Rio de Janeiro, 02 de Maio de 2026

Oposição começa a se mobilizar para 'terceiro turno'

A oposição comandada pelo PSDB e pelo PFL prepara-se para, mais uma vez, enfrentar o presidente Luiz Inácio Lula da Silva, em outubro do ano que vem, à espera de uma revanche das eleições de 2002, quando Lula bateu José Serra no segundo turno por uma diferença de mais de 19 milhões de votos. (Leia Mais)

Quinta, 10 de Novembro de 2005 às 10:28, por: CdB

A oposição comandada pelo PSDB e pelo PFL prepara-se para enfrentar mais uma vez o presidente Luiz Inácio Lula da Silva, em outubro do ano que vem, à espera de uma revanche das eleições de 2002, quando Lula bateu o tucano José Serra no segundo turno por uma diferença de mais de 19 milhões de votos.

- Será um verdadeiro terceiro turno e até com os mesmos personagens, se os candidatos forem Lula e Serra - disse o deputado Jutahy Junior (PSDB-BA), ex-líder e um dos mais experientes políticos tucanos.

O prefeito de São Paulo, José Serra é o único candidato que supera Lula nas pesquisa de intenção de voto divulgadas desde maio, acrescenta que "a disputa já está polarizada entre PT e oposição, com pouco espaço para outros nomes".

O agravamento da crise política e o desgaste moral do governo nos últimos seis meses deram à oposição a chance de atacar pelo terreno da ética, que tende a dominar a campanha.

- Quem perde o respeito da sociedade na questão moral não se recupera. Lula pode até tentar buscar parte dos votos que perdeu nesse processo, mas jamais alcançará a maioria absoluta para se reeleger - disse o presidente do PFL, senador Jorge Bornhausen (SC).

PSDB e PFL dão como certa uma repetição da aliança que os levou à vitória duas vezes, em 1994 e 1998, com a chapa Fernando Henrique Cardoso-Marco Maciel. A coligação será formada tendo à frente Serra ou o governador de São Paulo, Geraldo Alckmin, asseguram dirigentes dos dois partidos. O PFL recolheu a candidatura do prefeito do Rio, Cesar Maia.

Já existe até uma divisão de tarefas na oposição. O PFL se expõe totalmente na linha de ataque, enquanto o PSDB, além de fustigar o governo no Congresso, preserva seus dois nomes principais para a disputa eleitoral. Na mesma terça-feira em que o PFL utilizou vinte minutos na televisão para repercutir as denúncias contra Lula e o PT, Serra e Alckmin ajudaram discretamente o governo a aprovar, na Câmara, a medida provisória que criou a super-Receita Federal.
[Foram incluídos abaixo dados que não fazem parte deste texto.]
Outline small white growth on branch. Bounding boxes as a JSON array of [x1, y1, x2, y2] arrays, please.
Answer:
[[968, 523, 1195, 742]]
De passagem por Brasília, prefeito e governador desmobilizaram um ataque de líderes do PSDB e do PFL destinado a inviabilizar a votação, segundo relatos de políticos dos dois partidos.
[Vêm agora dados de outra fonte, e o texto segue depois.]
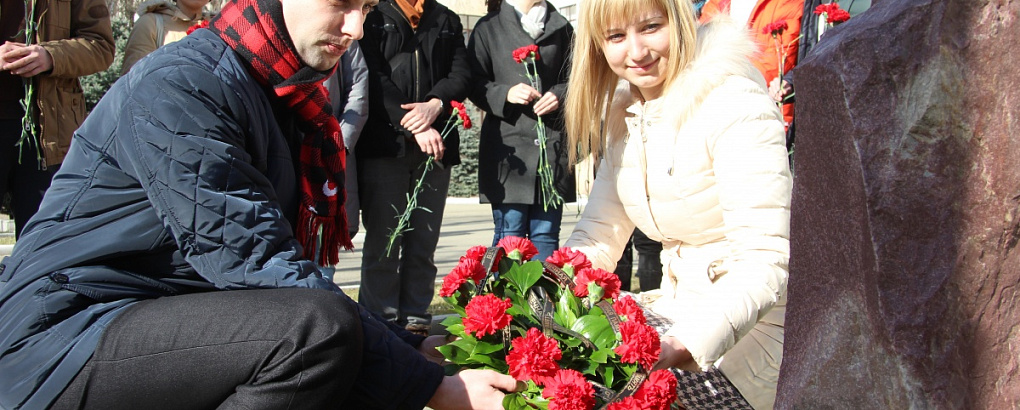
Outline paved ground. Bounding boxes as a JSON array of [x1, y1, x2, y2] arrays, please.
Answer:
[[334, 198, 580, 288]]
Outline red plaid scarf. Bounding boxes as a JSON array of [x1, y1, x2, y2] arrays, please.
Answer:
[[209, 0, 354, 265]]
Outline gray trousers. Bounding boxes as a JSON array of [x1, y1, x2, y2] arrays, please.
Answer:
[[358, 149, 450, 325], [51, 289, 363, 410]]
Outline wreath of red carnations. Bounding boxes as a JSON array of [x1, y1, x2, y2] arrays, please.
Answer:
[[440, 237, 676, 410]]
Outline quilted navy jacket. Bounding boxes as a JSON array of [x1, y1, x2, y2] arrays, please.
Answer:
[[0, 30, 443, 409]]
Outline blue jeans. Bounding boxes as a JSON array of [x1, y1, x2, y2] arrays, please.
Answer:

Embora seja uma das mais importantes vitórias políticas do governo Lula desde a eleição de Aldo Rebelo para a presidência da Câmara, em setembro, a nova Receita interessa ao futuro presidente, seja quem for.

"Ninguém ajuda mais o governo do que a oposição, quando se trata do interesse do país, mas ele, o chefe, o Lula não tem grandeza para compreender isso e nos ataca como se fôssemos os culpados pela crise dele", queixou-se o senador Tasso Jereissati (CE), próximo presidente do PSDB.

"Terceiro turno"

A prorrogação da disputa de 2002, o "terceiro turno", parece vantajosa para a oposição, já que o confronto entre Lula e Serra se deu em condições desfavoráveis para o tucano. Em 2002, Serra fechou uma coligação com o PMDB, mas a maioria desse partido ficou com Lula já no primeiro turno. Carregava o peso de um governo (FHC) desgastado pela estagnação econômica, por denúncias de corrupção na privatização, pela crise da energia e por divisões em sua base.
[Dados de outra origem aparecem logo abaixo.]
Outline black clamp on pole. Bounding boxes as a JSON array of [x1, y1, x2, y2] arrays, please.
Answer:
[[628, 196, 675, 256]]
Hoje, o desgaste político, os problemas administrativos, a divisão e o déficit moral pesam sobre o PT, que pela primeira vez assumiu a presidência da República.

- Em 2002, para uma boa parcela do eleitorado, o PT existia apenas no imaginário, criado pela publicidade. Agora teremos elementos reais de comparação e vamos fazer o debate que não houve naquela eleição - disse Jutahy Junior.

A propaganda do PFL explorou os escândalos dos últimos seis meses, valendo-se de um recurso utilizado nas campanhas do PT no passado: as manchetes de jornais negativas sobre o adversário. "Vamos pro pau", resumiu o deputado José Carlos Aleluia (PFL-BA), líder da minoria.